リアルな人間とうまくコミュニケーションが取れない私は、たとえフィクションの中でもそういった人との繋がりを求める人達に、恐怖と同時に憧れを抱いているのかもしれない。
END
「恋物語」
「おねーさん、こんな夜中にどこ行くの?」
トレンチコートを着た長い髪の女が佇んでいる。その傍らにはおかっぱ頭の女の子。
「·····私?」
「おねーさんしかいないじゃん」
女が振り返る。大きなマスクで口元を隠した女は、声の主を探して視線を下げた。
「なんだアンタか」
「久しぶりなのにひでー言い草」
人の顔をした犬はそう言って女を見上げる。
犬はみるみる伸び上がり、女とそう変わらない背丈の男の姿になった。膝の辺りまで隠れる、血のような真っ赤なマントを羽織っている。

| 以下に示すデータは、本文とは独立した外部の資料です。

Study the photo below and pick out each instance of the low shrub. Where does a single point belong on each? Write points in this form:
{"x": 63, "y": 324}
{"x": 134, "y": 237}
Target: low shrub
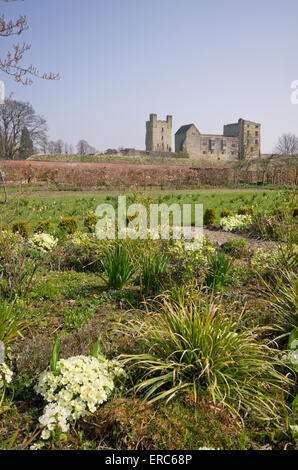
{"x": 22, "y": 228}
{"x": 68, "y": 224}
{"x": 209, "y": 217}
{"x": 218, "y": 267}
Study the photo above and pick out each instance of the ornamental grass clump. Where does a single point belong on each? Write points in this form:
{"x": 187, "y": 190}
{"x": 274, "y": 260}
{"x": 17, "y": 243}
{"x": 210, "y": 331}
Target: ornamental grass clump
{"x": 219, "y": 266}
{"x": 196, "y": 346}
{"x": 117, "y": 266}
{"x": 154, "y": 268}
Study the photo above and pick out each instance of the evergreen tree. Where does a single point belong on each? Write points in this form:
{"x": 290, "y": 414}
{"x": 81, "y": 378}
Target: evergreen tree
{"x": 26, "y": 145}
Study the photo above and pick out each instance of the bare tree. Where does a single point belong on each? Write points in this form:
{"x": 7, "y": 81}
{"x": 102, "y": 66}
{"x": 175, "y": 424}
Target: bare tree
{"x": 287, "y": 144}
{"x": 11, "y": 62}
{"x": 14, "y": 116}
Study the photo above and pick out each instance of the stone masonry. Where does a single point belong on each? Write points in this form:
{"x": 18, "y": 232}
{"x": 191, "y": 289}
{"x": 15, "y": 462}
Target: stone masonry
{"x": 239, "y": 141}
{"x": 159, "y": 134}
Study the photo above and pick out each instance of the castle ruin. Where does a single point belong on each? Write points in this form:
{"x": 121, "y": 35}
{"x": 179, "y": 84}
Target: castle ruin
{"x": 239, "y": 141}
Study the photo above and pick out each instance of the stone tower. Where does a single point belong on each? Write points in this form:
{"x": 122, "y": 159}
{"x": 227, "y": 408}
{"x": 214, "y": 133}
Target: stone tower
{"x": 159, "y": 134}
{"x": 249, "y": 137}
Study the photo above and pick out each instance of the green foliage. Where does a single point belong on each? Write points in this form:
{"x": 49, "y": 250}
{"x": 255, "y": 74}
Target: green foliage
{"x": 236, "y": 247}
{"x": 21, "y": 228}
{"x": 246, "y": 210}
{"x": 219, "y": 265}
{"x": 26, "y": 145}
{"x": 68, "y": 224}
{"x": 226, "y": 213}
{"x": 90, "y": 221}
{"x": 95, "y": 350}
{"x": 117, "y": 266}
{"x": 196, "y": 347}
{"x": 13, "y": 321}
{"x": 76, "y": 317}
{"x": 55, "y": 353}
{"x": 43, "y": 226}
{"x": 210, "y": 217}
{"x": 154, "y": 268}
{"x": 282, "y": 298}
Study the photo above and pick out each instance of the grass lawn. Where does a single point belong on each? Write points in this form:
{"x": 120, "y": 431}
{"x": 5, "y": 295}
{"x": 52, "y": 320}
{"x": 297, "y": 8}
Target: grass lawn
{"x": 32, "y": 207}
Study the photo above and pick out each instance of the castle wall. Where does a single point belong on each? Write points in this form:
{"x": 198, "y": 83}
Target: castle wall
{"x": 159, "y": 134}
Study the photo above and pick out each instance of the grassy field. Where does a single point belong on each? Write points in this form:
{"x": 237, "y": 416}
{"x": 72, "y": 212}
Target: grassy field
{"x": 42, "y": 205}
{"x": 208, "y": 328}
{"x": 129, "y": 159}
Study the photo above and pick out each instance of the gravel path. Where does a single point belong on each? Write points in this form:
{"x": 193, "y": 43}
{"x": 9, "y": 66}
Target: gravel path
{"x": 219, "y": 237}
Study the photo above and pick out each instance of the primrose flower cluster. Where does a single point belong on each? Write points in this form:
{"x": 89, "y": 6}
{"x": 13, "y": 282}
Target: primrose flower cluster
{"x": 235, "y": 223}
{"x": 5, "y": 374}
{"x": 43, "y": 242}
{"x": 79, "y": 385}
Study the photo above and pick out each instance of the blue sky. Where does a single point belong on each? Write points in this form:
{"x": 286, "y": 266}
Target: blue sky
{"x": 208, "y": 62}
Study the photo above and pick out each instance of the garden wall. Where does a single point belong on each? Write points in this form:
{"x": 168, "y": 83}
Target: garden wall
{"x": 126, "y": 174}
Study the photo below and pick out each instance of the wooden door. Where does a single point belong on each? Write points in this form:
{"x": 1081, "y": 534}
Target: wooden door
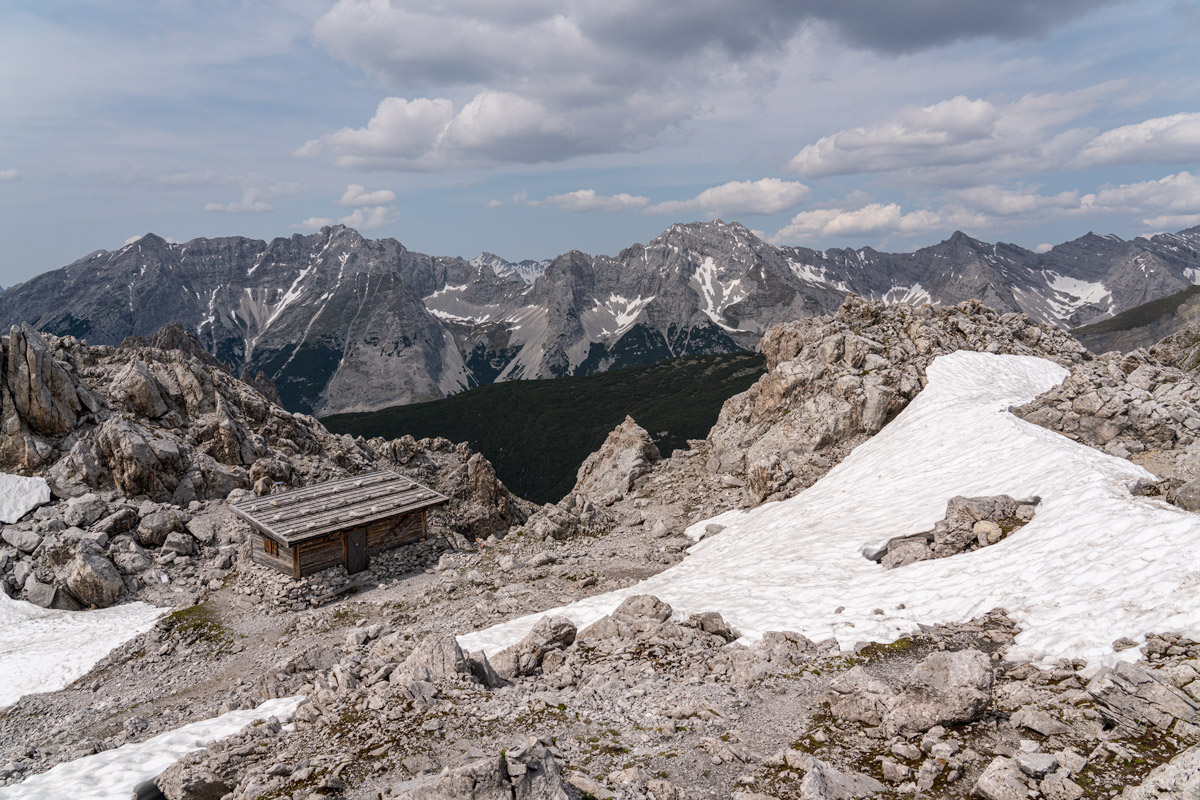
{"x": 357, "y": 551}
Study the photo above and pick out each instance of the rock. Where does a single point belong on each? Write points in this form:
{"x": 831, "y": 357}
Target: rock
{"x": 1129, "y": 696}
{"x": 610, "y": 473}
{"x": 1039, "y": 721}
{"x": 155, "y": 527}
{"x": 25, "y": 541}
{"x": 84, "y": 510}
{"x": 1001, "y": 780}
{"x": 945, "y": 689}
{"x": 525, "y": 657}
{"x": 857, "y": 696}
{"x": 94, "y": 581}
{"x": 1176, "y": 780}
{"x": 647, "y": 607}
{"x": 823, "y": 781}
{"x": 179, "y": 543}
{"x": 909, "y": 551}
{"x": 437, "y": 657}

「で、マジでどこに行くの? 貴女の時間はもうちょっと早い〝夕暮れ時〟だった筈でしょ?」
女はしばらく夜空を見上げ、ポツリと呟いた。
「そろそろ潮時かなと思って」
「みんなスマホに夢中で少し前の暗がりに誰がいるかなんて気にも留めない。見知らぬ人に声を掛ければ不審者扱い、おまけに夏にトレンチコート着てようが、ワンピース着てようが構いやしない」
女はいつの間にか白い帽子に白いワンピース姿になった。背丈も男より遥かに高くなっている。
「ぽっ」
「トイレだってそうだよ」
おかっぱ頭の女の子が声を上げた。
「センサーで電気がつくから綺麗で明るいトイレになって、私が隠れられるところなんか無くなっちゃった」
白いブラウス姿だった女の子は、真っ赤なベストを羽織っている。この姿なら「ちゃんちゃんこ」と言うべきだろう。
「まあねえ·····」
男は答えて、羽織っていたマントをばさりと翻した。
「イマドキ〝赤マント〟なんて怖がられるどころか〝ぶっ飛んだファッションセンスの人〟で済んじゃうからなぁ」
「私達の居場所はもう本の中だけになるかもね」
「ほっといてくれよ」
犬の姿に戻った男が呟く。
「昔は俺の専売特許だったんだけどなぁ·····」
「アンタも身の振り方考えた方がいいよ」
トレンチコートに戻った女が見下ろしながら呟いた。
「あ、みんなでタクシー乗る?」
「タクシーも今はドライブレコーダーでみんな録画されてるよ」
「ダメかぁ」
「·····ところで、なんで付いてくるの?」
「いいじゃん、みんなで行こうよ」
女と、女の子と、犬。
真夜中にそぞろ歩く二人と一匹。
彼等がどこに行ったのか、誰も知らない。